Look out!!So Jennifer Garner went on Ellen today and pretty much confirmed my suspicions that being a parent is disgusting. The Butter actress and mom of Violet, 6, Seraphina, 3, and Samuel, 7 months, admitted that her son pees in her eye, to which I say, eew. I know some of you wonderful mothers out there are probably nodding with understanding as you wipe your child's urine from your face, but to a non-parent like m'self, news that that can happen came as kind of a shocker. One minute Jennifer's talking about how virile Ben Affleck is (yesss), and the next she's talking about pee pee going in her eye eye. Come on! It was a total bait and switch. But! There's light at the end of this wee-wee-soaked tunnel.

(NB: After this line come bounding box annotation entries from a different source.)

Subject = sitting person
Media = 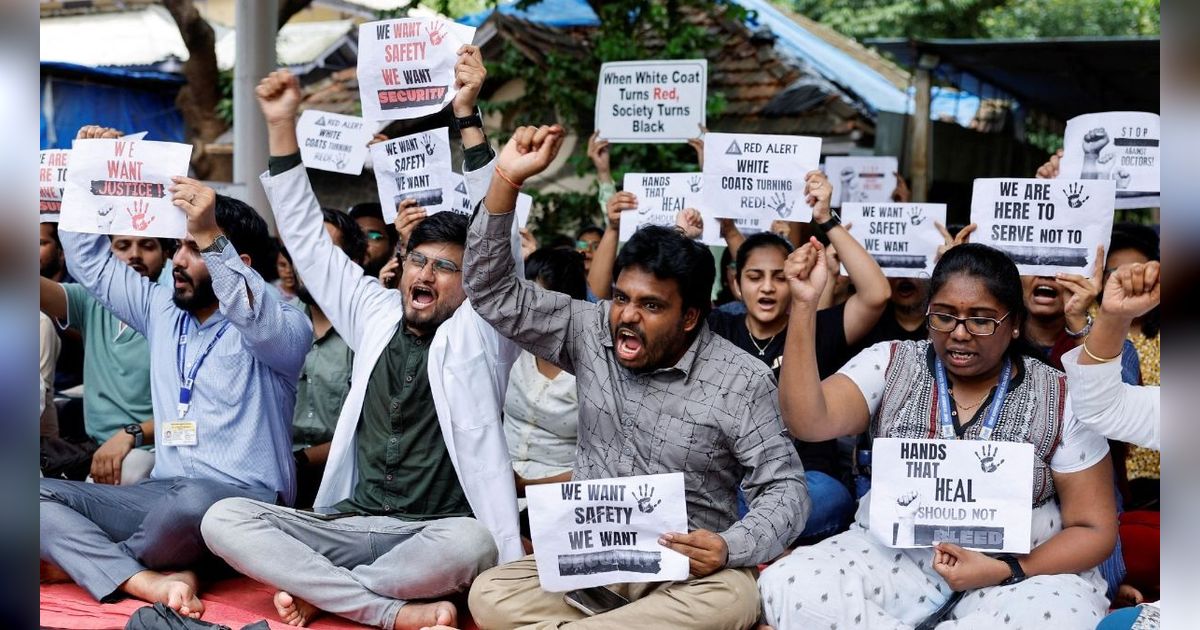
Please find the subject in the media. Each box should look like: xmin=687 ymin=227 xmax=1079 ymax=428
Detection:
xmin=40 ymin=235 xmax=175 ymax=486
xmin=463 ymin=126 xmax=810 ymax=629
xmin=760 ymin=242 xmax=1117 ymax=630
xmin=202 ymin=46 xmax=521 ymax=630
xmin=40 ymin=127 xmax=312 ymax=617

Garner explains that there's a benefit to having daughters over having sons: "I mean, they didn't pee in my eye."
Boom. There it is. If you wanna have kids but you don't want to have someone spray whiz in your face, have girls. It's simple, it's genius, it's a game-plan I can get behind.

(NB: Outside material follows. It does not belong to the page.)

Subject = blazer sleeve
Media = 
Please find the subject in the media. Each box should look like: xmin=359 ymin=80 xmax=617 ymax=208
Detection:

I mean, I'm a girl and I can say with a lot of confidence that I've never peed on Jennifer Garner's face. Girls just don't do that sort of thing. We're nice and well-behaved like that.
Jennifer went on to say that she sometimes sets pee-happy Samuel down then forgets where she put him:
I don't know if it's because he's my third and I forget that I have him ... You know you're just dealing with two and then you think, "I put a baby down. I swear I put a baby down somewhere." And you kind of walk through the house. "There you are!" He's just happy as can be.

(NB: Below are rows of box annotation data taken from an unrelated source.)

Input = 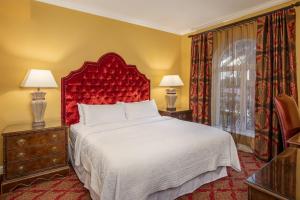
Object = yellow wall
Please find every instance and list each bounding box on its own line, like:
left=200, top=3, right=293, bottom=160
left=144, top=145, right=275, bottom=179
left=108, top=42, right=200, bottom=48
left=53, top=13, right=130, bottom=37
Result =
left=180, top=0, right=300, bottom=107
left=0, top=0, right=181, bottom=164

Aw, that's cute. But, like, I mean, I don't want to be all whatever or anything, but, you know, who knows -- maybe Samuel's peeing in Jennifer's eye to get back at her for leaving him in random rooms of the house all alone? Stranger things, that's all I'm saying really, stranger things have happened.
Now, about Ben's virility ....
What took you by surprise when you were raising your son?